And buprenorphine lingers on the mu receptors for up to 48 hours in comparison
with shorter-acting heroin or methadone.
For someone like Lauri Klein, that gives this new detoxifier a practical
advantage. If she uses buprenorphine as her maintenance drug, she will
only need to find a ride to the Bayview clinic three times a week, not
once a day as she's had to with methadone. Buprenorphine has another appeal,
too: Any physician who is board-certified in addictive medicine, or who
has passed a special eight-hour course and gained certification to prescribe
buprenorphine, may administer the drug in an office setting. For drug-users
who shied away from entering a high-visibility methadone clinic, this
privacy feature has been a big draw. It symbolizes a major change toward
the treatment of drug abusers: at last, they are being offered the same
consideration as patients with other chronic illnesses.
Lauri Klein prepared herself mentally for her switch to buprenorphine.
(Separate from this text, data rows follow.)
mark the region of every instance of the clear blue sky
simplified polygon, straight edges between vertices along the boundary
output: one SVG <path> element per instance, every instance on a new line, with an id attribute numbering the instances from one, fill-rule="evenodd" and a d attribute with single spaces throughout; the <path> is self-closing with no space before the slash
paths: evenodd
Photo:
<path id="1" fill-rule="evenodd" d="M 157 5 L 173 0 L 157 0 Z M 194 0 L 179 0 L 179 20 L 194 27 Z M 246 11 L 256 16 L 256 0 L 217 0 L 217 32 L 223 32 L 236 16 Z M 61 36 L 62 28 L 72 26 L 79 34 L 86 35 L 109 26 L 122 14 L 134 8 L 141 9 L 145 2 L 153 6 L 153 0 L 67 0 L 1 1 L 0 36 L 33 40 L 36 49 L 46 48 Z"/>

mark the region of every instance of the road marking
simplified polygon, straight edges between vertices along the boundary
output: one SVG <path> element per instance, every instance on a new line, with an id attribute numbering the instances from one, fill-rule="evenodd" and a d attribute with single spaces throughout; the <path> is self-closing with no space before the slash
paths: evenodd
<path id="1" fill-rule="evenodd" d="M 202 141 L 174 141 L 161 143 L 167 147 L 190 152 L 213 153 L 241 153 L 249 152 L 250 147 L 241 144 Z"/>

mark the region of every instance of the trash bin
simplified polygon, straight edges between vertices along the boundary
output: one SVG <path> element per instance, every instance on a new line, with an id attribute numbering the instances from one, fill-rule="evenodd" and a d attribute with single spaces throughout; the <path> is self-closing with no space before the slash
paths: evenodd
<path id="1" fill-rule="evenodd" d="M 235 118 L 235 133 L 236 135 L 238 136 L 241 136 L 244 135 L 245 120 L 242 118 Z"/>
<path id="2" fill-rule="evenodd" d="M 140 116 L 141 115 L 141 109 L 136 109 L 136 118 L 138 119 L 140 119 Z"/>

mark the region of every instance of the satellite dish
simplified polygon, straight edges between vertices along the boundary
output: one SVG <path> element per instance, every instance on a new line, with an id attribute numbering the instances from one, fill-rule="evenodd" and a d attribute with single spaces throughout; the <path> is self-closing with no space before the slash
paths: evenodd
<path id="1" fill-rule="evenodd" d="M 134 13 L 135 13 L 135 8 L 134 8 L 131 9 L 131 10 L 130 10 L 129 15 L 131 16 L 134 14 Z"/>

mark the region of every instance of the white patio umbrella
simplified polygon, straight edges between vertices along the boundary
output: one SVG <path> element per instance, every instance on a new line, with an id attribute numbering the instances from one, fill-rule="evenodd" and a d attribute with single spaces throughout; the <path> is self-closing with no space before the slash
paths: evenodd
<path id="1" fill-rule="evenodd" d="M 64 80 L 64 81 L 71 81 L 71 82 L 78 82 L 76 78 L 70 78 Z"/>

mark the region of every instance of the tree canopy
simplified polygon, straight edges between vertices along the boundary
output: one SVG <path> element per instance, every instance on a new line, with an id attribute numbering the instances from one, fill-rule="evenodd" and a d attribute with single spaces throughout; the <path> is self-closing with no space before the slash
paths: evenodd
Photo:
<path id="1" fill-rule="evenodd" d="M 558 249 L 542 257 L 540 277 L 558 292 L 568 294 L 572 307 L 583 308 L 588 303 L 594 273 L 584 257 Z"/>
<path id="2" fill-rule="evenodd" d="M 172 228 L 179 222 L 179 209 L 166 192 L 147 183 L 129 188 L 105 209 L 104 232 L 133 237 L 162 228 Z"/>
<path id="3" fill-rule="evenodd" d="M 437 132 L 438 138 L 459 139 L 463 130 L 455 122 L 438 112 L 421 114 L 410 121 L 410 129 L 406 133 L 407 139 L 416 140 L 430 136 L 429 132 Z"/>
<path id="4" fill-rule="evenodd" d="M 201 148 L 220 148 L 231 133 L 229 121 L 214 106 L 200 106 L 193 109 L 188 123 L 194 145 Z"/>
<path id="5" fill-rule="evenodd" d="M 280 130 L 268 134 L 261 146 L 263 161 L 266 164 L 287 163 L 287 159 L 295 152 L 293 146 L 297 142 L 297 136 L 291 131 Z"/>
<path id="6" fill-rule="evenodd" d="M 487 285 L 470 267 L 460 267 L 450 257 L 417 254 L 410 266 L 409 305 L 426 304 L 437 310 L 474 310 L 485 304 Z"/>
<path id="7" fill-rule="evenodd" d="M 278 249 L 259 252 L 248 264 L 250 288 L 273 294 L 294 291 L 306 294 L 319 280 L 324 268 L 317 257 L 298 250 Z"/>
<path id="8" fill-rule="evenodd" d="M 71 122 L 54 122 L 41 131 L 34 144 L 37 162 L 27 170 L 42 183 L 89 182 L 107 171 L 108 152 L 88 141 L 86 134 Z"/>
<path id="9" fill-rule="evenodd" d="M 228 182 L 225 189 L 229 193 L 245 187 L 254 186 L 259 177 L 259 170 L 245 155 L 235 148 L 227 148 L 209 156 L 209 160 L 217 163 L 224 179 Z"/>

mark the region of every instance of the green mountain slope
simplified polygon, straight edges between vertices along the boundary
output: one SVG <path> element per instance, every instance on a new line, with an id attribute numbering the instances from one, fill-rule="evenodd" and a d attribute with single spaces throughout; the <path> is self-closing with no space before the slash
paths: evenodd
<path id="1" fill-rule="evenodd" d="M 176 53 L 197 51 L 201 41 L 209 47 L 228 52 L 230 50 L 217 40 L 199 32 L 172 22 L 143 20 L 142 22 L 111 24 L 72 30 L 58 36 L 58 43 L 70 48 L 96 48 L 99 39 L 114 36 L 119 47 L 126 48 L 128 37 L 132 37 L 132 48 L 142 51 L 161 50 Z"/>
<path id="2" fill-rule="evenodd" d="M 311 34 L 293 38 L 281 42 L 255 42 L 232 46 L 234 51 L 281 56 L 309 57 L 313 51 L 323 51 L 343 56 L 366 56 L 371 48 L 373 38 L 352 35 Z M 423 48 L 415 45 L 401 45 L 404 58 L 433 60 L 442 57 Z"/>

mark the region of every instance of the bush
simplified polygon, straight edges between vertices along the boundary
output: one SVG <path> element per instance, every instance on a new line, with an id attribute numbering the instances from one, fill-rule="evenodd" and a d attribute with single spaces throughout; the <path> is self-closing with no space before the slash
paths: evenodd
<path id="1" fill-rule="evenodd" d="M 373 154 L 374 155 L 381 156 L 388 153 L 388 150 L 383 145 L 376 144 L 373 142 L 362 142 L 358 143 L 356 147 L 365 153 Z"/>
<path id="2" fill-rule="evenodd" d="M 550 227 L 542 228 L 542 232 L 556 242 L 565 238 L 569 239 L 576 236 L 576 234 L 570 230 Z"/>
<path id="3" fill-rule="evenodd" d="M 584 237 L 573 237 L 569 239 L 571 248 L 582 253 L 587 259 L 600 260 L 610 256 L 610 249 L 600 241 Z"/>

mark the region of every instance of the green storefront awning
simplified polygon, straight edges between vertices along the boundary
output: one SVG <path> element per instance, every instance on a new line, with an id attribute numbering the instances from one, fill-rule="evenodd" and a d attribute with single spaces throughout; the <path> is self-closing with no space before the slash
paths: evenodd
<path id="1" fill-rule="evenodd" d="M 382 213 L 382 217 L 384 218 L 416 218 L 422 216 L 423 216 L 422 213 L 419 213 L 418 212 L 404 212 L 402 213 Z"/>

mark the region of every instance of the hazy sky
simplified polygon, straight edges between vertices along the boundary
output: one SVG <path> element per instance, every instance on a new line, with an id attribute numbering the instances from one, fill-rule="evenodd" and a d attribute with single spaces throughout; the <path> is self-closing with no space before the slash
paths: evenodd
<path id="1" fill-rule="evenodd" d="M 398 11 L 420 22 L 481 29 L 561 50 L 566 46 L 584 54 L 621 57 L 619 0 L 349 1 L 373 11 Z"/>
She spent time thinking about how good it would be to be drug-free again,
she tinted her hair red to symbolize her new beginning, and finally in
the 48 hours before her first dose, under the watchful eyes of the Bayview
doctors, she made the transition off methadone. To facilitate this process,
she took a dose of morphine, a shorter-acting opiate. Many users find
this step excruciating, and because it's never clear how a body will react
to the exchange, the Bayview team monitored Klein carefully. They photographed
her eyes to make certain her pupils were properly dilated, tested her
urine, measured her sweat glands and hair follicles and checked every
vital sign. Klein's physical health, they determined, was good. Mentally
she was motivated to get off drugs. She would be a fine candidate for
buprenorphine.
And so, early on a Friday morning at the beginning of December, a nurse
laid two buprenorphine pills, about the size of Tic Tacs, under Lauri
Klein's tongue. Grimacing briefly at the fake peach flavor, she held them
there for five minutes. Buprenorphine is more effective taken sublingually
like this, because it goes directly into the bloodstream without first
being metabolized by the liver. Over the next few days, nurses on the
Bayview unit would track Klein's condition and report everything to Donald
Jasinski and Rolley (Ed) Johnson, the key investigators on this clinical
trial.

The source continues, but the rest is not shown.